Il reste que cette sédimentation a indéniablement un effet cumulatif sur le coût des OPEX.
Lors du débat sur la LPM, votre commission a émis des réserves sur cette estimation de 450 millions, dont le montant pourrait s'avérer insuffisant si se conjugue le maintien d'une situation précaire au Mali, qui exigera sans doute plus que 1 000 hommes début 2014, et la nécessité d'intervenir plus massivement en RCA en soutien de la MISCA (Mission internationale de soutien à la Centrafrique).
2. Un risque d'« autofinancement » des OPEX par le ministère de la défense pour l'instant écarté
Dans la précédente loi de programmation militaire, les surcoûts OPEX non budgétés étaient financés en interministériel.

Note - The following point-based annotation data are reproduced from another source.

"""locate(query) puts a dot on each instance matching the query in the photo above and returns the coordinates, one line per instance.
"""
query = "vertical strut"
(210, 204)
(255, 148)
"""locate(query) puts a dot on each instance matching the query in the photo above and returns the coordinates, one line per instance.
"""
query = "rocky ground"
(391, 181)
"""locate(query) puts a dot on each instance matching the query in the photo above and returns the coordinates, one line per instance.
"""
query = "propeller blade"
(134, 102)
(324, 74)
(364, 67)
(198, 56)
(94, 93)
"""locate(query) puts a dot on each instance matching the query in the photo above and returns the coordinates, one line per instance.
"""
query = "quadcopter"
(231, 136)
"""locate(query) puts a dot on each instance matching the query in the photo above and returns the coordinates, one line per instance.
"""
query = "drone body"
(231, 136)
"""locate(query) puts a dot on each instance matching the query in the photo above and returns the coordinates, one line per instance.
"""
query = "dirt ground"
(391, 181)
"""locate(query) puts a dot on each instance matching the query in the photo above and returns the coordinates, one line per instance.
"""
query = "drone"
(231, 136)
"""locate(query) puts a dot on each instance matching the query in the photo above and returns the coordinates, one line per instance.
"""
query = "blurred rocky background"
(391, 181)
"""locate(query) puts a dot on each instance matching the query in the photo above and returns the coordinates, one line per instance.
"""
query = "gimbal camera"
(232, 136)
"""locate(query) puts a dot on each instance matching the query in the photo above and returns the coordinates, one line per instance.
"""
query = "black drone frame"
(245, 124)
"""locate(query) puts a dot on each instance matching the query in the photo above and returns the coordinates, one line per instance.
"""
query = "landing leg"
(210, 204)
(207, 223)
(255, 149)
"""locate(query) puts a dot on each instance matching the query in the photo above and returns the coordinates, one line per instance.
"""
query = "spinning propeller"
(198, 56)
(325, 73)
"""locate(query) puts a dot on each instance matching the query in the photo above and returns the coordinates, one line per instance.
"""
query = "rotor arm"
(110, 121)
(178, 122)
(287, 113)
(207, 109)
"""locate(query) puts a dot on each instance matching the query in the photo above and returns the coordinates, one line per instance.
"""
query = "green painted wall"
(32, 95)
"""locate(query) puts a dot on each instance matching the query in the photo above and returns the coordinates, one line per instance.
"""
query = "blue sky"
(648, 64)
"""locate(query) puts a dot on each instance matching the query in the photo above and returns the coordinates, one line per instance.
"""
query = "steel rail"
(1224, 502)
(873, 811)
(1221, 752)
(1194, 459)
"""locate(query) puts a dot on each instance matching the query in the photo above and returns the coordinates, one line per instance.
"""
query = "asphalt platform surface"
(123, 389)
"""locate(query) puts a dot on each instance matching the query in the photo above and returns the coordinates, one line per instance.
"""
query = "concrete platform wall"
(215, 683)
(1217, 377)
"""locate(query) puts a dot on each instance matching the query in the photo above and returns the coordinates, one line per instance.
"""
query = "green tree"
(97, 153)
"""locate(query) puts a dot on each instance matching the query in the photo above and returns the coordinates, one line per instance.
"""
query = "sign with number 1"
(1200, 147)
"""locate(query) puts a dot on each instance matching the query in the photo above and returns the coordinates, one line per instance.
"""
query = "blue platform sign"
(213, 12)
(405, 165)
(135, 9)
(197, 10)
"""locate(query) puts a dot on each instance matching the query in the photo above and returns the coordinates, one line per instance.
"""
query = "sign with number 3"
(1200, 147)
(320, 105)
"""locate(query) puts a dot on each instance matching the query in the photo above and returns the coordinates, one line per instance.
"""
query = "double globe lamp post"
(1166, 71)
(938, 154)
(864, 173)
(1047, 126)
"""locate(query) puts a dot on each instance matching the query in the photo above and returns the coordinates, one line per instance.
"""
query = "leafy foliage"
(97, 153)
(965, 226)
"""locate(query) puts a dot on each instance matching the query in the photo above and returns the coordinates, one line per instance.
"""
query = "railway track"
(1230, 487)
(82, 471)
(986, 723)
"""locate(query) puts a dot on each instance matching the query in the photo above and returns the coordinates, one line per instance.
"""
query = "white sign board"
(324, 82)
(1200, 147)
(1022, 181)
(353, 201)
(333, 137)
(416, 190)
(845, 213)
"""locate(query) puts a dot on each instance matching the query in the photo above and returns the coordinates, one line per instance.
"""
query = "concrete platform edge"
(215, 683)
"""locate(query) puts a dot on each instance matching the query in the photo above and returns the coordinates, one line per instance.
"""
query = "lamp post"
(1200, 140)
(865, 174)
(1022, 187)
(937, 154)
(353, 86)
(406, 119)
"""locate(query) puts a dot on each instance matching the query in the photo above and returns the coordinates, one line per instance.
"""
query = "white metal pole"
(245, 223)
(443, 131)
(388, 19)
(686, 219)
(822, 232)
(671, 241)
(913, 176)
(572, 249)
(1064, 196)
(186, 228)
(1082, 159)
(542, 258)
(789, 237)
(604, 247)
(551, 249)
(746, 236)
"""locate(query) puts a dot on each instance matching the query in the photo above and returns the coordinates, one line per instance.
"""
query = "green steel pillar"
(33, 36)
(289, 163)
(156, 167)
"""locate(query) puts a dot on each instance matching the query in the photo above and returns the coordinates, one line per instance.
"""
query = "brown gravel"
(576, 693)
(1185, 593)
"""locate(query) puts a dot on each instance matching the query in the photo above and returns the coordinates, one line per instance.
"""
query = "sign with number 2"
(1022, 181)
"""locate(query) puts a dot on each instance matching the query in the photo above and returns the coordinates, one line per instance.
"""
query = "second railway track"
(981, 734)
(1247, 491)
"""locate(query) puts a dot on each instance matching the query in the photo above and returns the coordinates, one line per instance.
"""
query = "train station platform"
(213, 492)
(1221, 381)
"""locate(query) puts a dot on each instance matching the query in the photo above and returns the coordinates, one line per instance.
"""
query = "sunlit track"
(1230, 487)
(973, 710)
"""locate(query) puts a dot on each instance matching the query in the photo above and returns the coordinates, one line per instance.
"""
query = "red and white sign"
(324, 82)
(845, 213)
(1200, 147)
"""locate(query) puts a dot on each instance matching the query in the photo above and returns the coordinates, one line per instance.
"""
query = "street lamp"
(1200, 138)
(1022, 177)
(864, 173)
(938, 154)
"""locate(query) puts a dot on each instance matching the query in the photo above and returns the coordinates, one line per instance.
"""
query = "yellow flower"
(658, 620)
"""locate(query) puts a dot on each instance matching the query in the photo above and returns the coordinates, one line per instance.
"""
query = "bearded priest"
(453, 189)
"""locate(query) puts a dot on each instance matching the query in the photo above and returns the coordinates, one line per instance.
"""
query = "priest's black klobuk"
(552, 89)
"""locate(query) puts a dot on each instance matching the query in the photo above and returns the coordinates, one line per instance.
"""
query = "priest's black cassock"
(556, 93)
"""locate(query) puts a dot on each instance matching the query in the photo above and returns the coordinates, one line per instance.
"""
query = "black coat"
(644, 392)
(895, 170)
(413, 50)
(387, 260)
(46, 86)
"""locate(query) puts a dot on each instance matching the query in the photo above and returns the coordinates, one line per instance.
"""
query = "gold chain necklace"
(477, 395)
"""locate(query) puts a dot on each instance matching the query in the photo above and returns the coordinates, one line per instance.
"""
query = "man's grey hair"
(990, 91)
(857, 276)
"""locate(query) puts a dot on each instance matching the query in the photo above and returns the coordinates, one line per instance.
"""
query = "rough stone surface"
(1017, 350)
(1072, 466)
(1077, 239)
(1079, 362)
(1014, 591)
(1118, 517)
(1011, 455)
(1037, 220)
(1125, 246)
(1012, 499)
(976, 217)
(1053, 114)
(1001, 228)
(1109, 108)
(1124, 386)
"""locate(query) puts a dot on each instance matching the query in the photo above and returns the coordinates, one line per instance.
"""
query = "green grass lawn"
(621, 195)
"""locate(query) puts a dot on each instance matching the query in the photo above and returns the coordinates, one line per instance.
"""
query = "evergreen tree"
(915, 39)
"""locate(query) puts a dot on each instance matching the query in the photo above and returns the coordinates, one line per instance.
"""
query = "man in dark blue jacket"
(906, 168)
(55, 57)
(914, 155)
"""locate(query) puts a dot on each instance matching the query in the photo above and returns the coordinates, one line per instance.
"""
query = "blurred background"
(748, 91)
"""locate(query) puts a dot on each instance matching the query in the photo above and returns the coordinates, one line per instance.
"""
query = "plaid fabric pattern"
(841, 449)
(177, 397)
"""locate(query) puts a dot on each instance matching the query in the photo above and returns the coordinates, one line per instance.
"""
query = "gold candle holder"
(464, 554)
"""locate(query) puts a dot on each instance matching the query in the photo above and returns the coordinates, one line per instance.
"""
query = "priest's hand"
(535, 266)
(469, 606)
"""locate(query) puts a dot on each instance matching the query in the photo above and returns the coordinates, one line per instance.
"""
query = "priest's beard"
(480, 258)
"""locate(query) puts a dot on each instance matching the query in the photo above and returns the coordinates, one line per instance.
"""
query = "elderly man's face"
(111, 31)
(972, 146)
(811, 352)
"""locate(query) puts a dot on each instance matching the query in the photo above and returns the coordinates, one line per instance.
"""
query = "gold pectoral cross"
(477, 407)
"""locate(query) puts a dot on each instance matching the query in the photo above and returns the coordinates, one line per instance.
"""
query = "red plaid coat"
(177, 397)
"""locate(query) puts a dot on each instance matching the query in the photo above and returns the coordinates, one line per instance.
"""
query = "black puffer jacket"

Le rapport annexé à la loi de programmation en discussion (2014-2019) indiquait initialement qu'en gestion, « les surcoûts nets non couverts par cette dotation qui viendraient à être constatés sur le périmètre des opérations extérieures maintenues en 2014 seront financés sur le budget de la mission « Défense ». »
En revanche « les surcoûts nets (hors titre 5 et nets des remboursements des organisations internationales) non couverts par cette dotation qui résulteraient d'opérations nouvelles, de déploiements nouveaux ou de renforcements d'une opération existante en 2014 feront l'objet d'un financement interministériel. »
Ce dispositif qui visait à faire prendre en charge par le ministère de la défense une part croissante des dépenses d'OPEX apparaissait, en outre, particulièrement délicat à mettre en oeuvre en termes d'interprétation de ce qu'est un « renforcement ».
Le maintien de 1 000 hommes au Mali au-delà du 1 er janvier 2014 serait-il un renforcement couvert par un financement interministériel ? Le renforcement de la présence de nos forces spéciales dans le Sahel en 2012 avec l'opération « SABRE » aurait-il été considéré comme une « nouvelle opération » ? Sans doute pas, car personne n'imagine qu'il fasse l'objet d'une notification au ministère des finances.
Votre commission n'a pas souhaité remettre en cause le montant de la provision qui a fait l'objet d'un arbitrage d'ensemble sur la programmation, en cohérence avec la question des formats des armées, mais, constatant que, sur les dix dernières années, le montant moyen du surcoût OPEX est supérieur à 500 millions d'euros et, depuis 2009, au-dessus de 900 millions, elle a souhaité rétablir, dans le projet de loi de programmation militaire, un retour au mécanisme de financement antérieur par lequel, en gestion, « les surcoûts nets (hors titre 5 et nets des remboursements des organisations internationales) non couverts par cette dotation font l'objet d'un financement interministériel ».
Aussi bien, si les surcoûts OPEX venaient à dépasser, en 2014, l'enveloppe allouée de 450 millions d'euros, le ministère de la défense ne serait appelé à contribuer au surcoût non budgété qu'à hauteur de son prorata interministériel.